The sensor, akin to a miniature ‘capacity meter’, can detect minute pressure changes —mirroring the sensitivity of a lotus leaf to the extremely light touch of a water droplet.
Benjamin Tee, Associate Professor, Department of Materials Science and Engineering, National University of Singapore
Applying an innovative “air spring” design, the eAir sensor accommodates a trapped layer of air, thereby developing an air-liquid interface upon contact with the liquid of the sensor.
As external pressure increases, this air layer compresses. Applying a surface treatment enables the interface within the sensor to move without friction, causing a shift in electrical signals that precisely mirrors the applied pressure. Taking advantage of this design, the team has been able to reimagine the natural water-repelling capabilities of the lotus leaf in a simple yet elegant pressure-sensing tool.
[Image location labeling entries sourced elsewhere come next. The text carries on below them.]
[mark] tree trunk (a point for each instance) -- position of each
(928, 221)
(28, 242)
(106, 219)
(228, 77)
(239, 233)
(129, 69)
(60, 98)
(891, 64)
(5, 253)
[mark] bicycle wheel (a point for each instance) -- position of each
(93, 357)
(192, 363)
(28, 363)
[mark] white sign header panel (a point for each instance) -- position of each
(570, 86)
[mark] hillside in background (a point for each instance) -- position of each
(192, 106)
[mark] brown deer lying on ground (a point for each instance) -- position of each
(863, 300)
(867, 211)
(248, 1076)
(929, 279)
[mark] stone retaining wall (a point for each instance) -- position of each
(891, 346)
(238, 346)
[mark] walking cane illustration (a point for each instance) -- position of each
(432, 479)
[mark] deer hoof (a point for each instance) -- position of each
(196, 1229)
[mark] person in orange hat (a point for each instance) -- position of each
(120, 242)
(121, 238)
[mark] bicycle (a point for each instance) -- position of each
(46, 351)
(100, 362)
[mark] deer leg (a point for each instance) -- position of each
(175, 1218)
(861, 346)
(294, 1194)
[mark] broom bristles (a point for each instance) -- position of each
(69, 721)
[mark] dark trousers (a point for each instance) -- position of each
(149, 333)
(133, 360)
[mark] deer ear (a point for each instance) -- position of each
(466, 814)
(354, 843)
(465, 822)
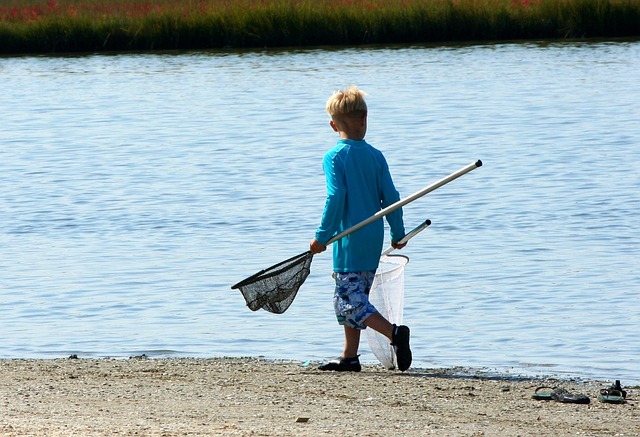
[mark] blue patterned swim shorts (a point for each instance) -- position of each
(351, 298)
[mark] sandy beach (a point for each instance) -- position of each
(250, 396)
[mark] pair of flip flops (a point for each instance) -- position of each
(613, 395)
(560, 394)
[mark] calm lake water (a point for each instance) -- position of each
(137, 188)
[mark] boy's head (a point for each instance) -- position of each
(348, 112)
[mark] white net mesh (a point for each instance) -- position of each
(387, 295)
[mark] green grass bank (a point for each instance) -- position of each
(65, 26)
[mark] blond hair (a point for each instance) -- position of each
(348, 102)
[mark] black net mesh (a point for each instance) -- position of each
(274, 289)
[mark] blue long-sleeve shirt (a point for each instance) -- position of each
(359, 185)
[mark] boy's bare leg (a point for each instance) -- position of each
(378, 323)
(351, 342)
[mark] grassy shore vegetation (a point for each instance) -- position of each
(54, 26)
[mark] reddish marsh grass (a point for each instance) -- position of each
(32, 26)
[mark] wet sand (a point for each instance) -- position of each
(250, 396)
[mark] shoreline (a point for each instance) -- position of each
(254, 396)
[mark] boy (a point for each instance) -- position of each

The eAir devices could be made comparatively small — at a few millimeters in size — and this is equivalent to present pressure sensors.
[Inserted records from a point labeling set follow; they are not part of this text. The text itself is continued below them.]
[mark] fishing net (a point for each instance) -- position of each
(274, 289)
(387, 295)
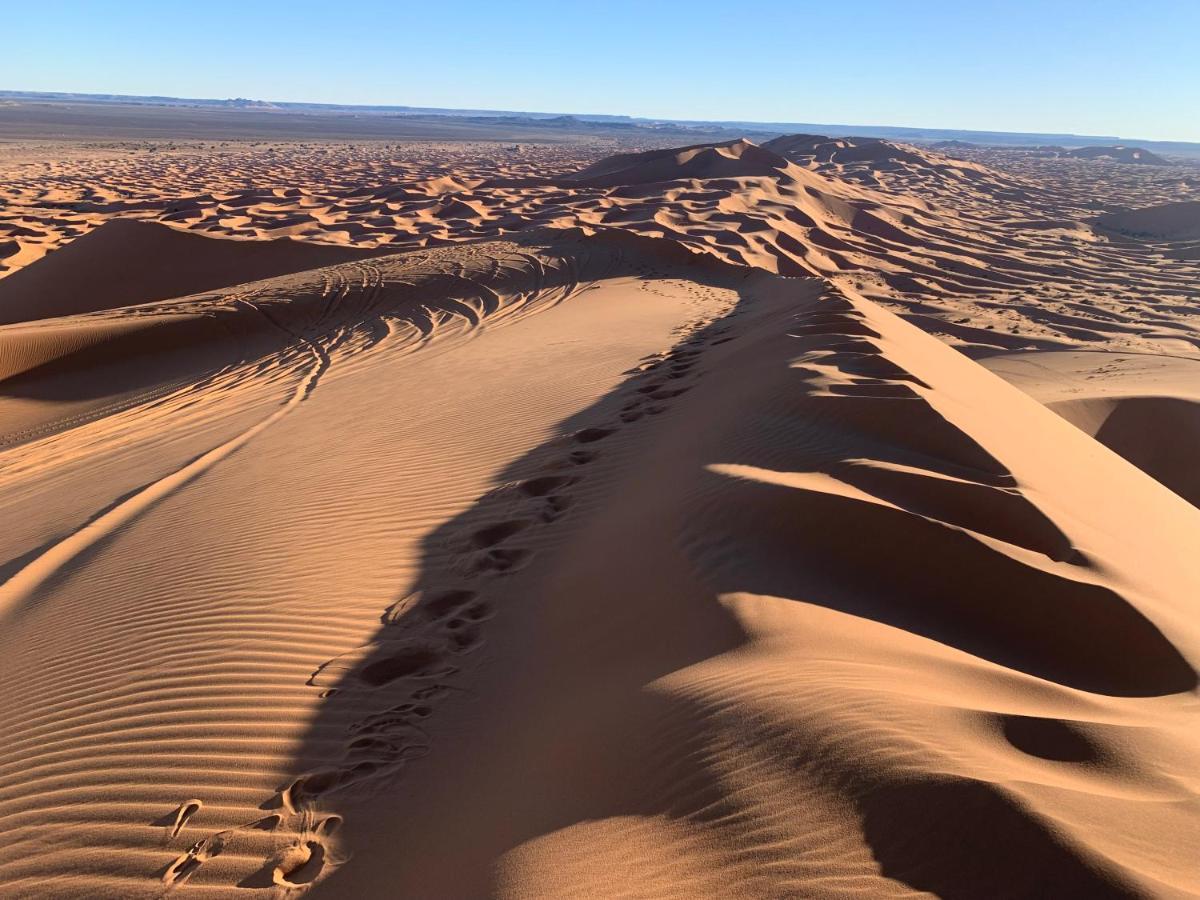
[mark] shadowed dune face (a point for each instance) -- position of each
(641, 552)
(995, 252)
(126, 262)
Potential Game-Changing Advancement for Minimally Invasive Surgeries
The real-world applications of this technology are vast. For example, in laparoscopic surgeries where accurate tactile feedback is essential, integrating eAir sensors could result in safer surgical procedures, eventually improving patient prognosis and recovery.
Conducting surgeries with graspers presents its unique challenges. Precise control and accurate perception of the forces applied are critical, but traditional tools can sometimes fall short, making surgeons rely heavily on experience, and even intuition. The introduction of soft and readily integrable eAir sensors, however, could be a game-changer.
Benjamin Tee, Associate Professor, Department of Materials Science and Engineering, National University of Singapore
Leng stated, “When surgeons perform minimally-invasive surgery such as laparoscopic or robotic surgery, we can control the jaws of the graspers, but we are unable to feel what the end-effectors are grasping.”
“Hence, surgeons have to rely on our sense of sight and years of experience to make a judgement call about critical information that our sense of touch could otherwise provide,” explained Dr Kaan Hung Leng, Consultant, Department of General Surgery at the National University Hospital, Ng Teng Fong General Hospital and NUS Yong Loo Lin School of Medicine.
Dr Kaan, who is not involved in the research project, elaborated, “The haptic or tactile feedback provided by smart pressure sensors has the potential to revolutionize the field of minimally-invasive surgery. For example, information about whether a tissue that is being grasped is hard, firm or soft provides an additional and important source of information to aid surgeons in making prudent decisions during a surgery. Ultimately, these intra-operative benefits have the potential to translate into improved surgical and patient outcomes.”
eAir also presents a chance to enhance the process of monitoring intracranial pressure — the pressure inside the skull that has the potential to impact brain health. In the same way, by providing a minimally invasive solution, the technology could convert patient experiences in the management of brain-related conditions, that vary from severe headaches to possible brain damage.
Unfolding the Future of Smart Sensing
The NUS group is laying the groundwork for partnerships with key players in the medical field. They have also filed a patent for the eAir sensor technology in Singapore, and aim to interpret the technology for real-world applications.
We want to further refine the eAir sensor to enhance its performance by exploring various new materials and microstructural designs.
Benjamin Tee, Associate Professor, Department of Materials Science and Engineering, National University of Singapore
The team envisions the eAir technology being weaved into a diverse tapestry of applications for liquid environments.
Journal Reference:
Cheng, W., et al. (2023) Frictionless multiphasic interface for near-ideal aero-elastic pressure sensing. Nature Materials. doi.org/10.1038/s41563-023-01628-8.